Extract Unique Values, Then Extract Again to Remove Suffixes

K

Karl Burrows

I have a list of builders where I want to extract all the unique values.
Using =IF(COUNTIF($A$1:A1,A1)=1,A!,"") works fine to get the first set of
unique values, but I need to extract it a bit further. The builder names
may be Ryan 50, Ryan 60 or just Ryan. I need to combine those values to
come up with the final list of unique builders that just says Ryan. I'm not
sure if I can strip off anything from the end as some are Ryan - Greenbrier.
I thought maybe removing everything to the right of a blank space, but those
entries have 2 blanks.

Any help would be greatly appreciated! Thanks!
 
G

Guest

Try using the filter (data > filter) and then in the drop down list, select
"custom" and enter the custom feature you're looking for eg. contains "ryan".
 
K

Karl Burrows

It can't use a filter, it has to be derived from a formula. It drives other
reporting. In addition, there are other builders, so they would have to be
filtered as well. I almost need something like reverse concatenation.
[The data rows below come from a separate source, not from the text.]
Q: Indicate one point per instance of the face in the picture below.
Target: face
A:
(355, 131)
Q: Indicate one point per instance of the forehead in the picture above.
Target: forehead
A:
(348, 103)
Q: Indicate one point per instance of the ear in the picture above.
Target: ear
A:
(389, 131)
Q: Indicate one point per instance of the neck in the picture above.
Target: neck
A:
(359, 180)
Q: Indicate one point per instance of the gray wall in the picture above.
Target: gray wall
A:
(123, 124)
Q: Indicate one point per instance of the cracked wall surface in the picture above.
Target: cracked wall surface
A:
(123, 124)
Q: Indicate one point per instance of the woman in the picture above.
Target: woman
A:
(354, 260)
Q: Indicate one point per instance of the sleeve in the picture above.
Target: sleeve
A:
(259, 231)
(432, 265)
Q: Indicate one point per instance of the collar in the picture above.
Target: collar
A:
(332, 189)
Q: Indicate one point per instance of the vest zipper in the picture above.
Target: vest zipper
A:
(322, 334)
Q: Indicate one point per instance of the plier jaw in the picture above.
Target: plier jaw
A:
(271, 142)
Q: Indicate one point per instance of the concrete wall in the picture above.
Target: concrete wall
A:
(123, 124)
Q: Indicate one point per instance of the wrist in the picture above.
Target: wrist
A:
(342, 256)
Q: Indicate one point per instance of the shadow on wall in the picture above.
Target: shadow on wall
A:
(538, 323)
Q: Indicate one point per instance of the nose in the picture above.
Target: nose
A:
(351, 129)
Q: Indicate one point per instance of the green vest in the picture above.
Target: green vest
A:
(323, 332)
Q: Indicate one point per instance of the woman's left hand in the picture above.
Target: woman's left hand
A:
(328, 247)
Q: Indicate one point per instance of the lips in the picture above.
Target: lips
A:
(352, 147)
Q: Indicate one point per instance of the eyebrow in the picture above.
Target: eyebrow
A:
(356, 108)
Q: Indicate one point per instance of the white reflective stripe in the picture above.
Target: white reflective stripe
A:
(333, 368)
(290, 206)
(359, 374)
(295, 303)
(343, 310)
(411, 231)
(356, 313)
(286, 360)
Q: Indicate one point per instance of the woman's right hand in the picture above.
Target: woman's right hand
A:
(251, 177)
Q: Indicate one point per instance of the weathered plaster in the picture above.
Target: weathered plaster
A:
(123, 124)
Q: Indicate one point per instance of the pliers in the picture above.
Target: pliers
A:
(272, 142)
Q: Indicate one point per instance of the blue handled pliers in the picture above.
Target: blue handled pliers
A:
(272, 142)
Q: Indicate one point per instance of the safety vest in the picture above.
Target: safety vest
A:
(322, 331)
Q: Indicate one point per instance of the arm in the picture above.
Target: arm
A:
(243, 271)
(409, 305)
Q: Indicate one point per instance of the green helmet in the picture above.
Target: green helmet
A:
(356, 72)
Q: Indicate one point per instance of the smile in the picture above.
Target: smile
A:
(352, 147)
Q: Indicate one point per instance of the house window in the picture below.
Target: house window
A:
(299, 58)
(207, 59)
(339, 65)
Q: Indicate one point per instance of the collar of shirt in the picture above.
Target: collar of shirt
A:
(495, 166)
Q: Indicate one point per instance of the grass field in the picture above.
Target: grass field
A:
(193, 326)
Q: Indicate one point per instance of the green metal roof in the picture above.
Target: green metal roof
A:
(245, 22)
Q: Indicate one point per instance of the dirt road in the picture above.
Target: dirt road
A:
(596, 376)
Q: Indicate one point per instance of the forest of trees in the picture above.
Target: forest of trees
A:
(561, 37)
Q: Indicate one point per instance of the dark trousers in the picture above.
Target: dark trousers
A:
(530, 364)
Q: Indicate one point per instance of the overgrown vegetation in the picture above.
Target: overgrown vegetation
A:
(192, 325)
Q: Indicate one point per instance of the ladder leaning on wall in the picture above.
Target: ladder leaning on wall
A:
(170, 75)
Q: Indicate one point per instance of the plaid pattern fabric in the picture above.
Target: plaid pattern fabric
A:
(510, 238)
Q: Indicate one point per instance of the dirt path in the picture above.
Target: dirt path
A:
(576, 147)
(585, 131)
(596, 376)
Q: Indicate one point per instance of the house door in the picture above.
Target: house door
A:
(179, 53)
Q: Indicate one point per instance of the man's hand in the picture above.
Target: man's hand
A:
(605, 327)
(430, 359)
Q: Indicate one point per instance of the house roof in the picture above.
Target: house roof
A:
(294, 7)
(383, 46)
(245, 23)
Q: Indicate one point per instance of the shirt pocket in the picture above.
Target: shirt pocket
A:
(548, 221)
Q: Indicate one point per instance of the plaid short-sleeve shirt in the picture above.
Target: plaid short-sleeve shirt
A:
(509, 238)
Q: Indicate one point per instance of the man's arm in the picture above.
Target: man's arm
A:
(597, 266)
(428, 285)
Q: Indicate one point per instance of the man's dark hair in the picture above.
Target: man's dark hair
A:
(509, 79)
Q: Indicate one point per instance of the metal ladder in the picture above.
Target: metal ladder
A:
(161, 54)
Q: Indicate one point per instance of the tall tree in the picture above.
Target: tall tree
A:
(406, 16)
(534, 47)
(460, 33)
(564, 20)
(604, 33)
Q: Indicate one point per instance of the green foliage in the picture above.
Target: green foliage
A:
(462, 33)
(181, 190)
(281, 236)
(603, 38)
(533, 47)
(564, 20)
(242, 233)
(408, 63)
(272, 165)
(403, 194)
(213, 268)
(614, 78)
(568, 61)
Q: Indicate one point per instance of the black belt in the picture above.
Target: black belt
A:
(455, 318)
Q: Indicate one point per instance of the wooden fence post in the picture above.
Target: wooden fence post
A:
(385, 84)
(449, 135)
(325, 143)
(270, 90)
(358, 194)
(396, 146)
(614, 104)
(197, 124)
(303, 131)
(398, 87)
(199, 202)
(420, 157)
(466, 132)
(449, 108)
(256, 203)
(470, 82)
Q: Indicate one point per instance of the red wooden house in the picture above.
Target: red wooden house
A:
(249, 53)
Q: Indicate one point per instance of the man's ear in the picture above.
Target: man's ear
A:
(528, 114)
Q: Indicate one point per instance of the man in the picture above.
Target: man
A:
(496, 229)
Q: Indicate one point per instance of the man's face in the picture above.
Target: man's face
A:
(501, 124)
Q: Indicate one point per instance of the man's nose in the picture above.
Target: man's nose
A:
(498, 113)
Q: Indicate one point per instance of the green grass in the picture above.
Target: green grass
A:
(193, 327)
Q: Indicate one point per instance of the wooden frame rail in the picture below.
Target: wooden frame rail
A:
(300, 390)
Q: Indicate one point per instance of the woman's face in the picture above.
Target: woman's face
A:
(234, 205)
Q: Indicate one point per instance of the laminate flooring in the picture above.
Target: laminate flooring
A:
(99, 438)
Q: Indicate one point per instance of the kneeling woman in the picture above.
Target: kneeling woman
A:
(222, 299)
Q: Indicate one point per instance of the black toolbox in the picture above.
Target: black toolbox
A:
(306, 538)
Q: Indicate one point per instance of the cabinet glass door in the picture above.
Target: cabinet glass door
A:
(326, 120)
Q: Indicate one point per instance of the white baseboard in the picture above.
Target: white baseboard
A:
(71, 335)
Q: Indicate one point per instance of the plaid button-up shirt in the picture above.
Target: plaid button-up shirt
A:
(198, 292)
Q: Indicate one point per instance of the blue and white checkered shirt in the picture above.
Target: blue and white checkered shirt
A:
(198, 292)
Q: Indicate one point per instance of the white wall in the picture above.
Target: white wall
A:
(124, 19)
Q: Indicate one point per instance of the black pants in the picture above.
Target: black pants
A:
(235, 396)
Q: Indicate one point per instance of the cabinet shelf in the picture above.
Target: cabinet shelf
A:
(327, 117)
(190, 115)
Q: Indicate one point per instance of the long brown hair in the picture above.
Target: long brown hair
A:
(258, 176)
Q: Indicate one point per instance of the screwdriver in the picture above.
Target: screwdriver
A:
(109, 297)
Try using the filter (data > filter) and then in the drop down list, select
"custom" and enter the custom feature you're looking for eg. contains
"ryan".
 
A

aaron.kempf

what do you mean by reverse concatenation?

ps - you should be storing DATA in a DATABASE and not in excel.

-Aaron
 
K

Karl Burrows

It is in a database, but am using Excel to pull some formatted reports.
Here is a better example, for multiple builders:

Ryan
Ryan Townhomes
Ryan 60'
Mulvaney - Greenbrier
Mulvaney - 80
KB Home
KB Home 70'

I need to extract the unique values to give me:

Ryan
Mulvaney
KB Home

What I am doing is about impossible in Access, as it is pulling lot data
into a formatted report spread over a 6 year rolling period. I would still
have the same issue in Access as well if I were to query the data for these
values.

Thanks!

what do you mean by reverse concatenation?

ps - you should be storing DATA in a DATABASE and not in excel.

-Aaron
 
G

Guest

I note that there is a space between the unique information eg. "ryan" and
the other data on the end eg "townhomes"....so try this:

1. highlight the column with the data in it
2. Go to DATA > TEXT TO COLUMNS, then make sure "delimited" is selected and
hit NEXT, then make sure that "SPACE" is checked, then hit NEXT, then FINISH.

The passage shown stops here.